What I remember can pretty much be summed up on every episode of VH-1’s “I Love the 80’s”. The Muppet Show, Electric Company, Garbage Pail Kids, Jelly Shoes.
Those damn shoes. Plastic uncomfortable-as-hell cheap-ass but gotta-have-’em-oh-mom-please-everyone-at-school-has-them foot torture devices of my youth. Wish I had some now. I would rock.
And MTV. Good God, if ever there were a defining aspect of my youth, it would be MTV. I remember spending my entire summer after 8th grade zoned out in front of the TV with my cousin Jay, hypnotized by Martha Quinn and Adam Curry wishing upon wish that Whitney Houston’s “I Wanna Dance With Somebody” was on next. Aside from “Remote Control”, “Just Say Julie” with Julie Brown was the coolest show on MTV as I had no taste and just didn’t know any better.
Society seems determined to pigeonhole my breed as “Generation X”, stereotyping us as an entire generation of flannel-shirted coffeeshop denizens with no goals or aspirations. It seems unfair to categorize an entire generation based upon the trends and priorities of their youth. Who we were is only a template for who we are. The trademarks of my youth: my art, my love of reading, writing…the parts of ourselves that matter, are carried with us, to mature and ripen alongside us as we grow as people, becoming the “we” we were meant to be.

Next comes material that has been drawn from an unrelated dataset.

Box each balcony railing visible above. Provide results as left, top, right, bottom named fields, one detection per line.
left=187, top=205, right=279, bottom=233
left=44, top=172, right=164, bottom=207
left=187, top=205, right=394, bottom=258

Of course, with the skyrocketing popularity of Starbucks in the last 10 years, it makes me wonder.
But as I sit here listening to Erasure’s “A Little Respect” and thinking about years gone by, I wish I had observed and enjoyed them more when I had them. ‘Tis the lament of all 30-somethings past, present and future.
But I also see it as a commonality with my “Child of the 80’s” comrades…we speak fondly of Cabbage Patch Kids and Transformers in conversations punctuated by “Oh, that’s right!!! I so remember those!! Did you have Optimus Prime too??”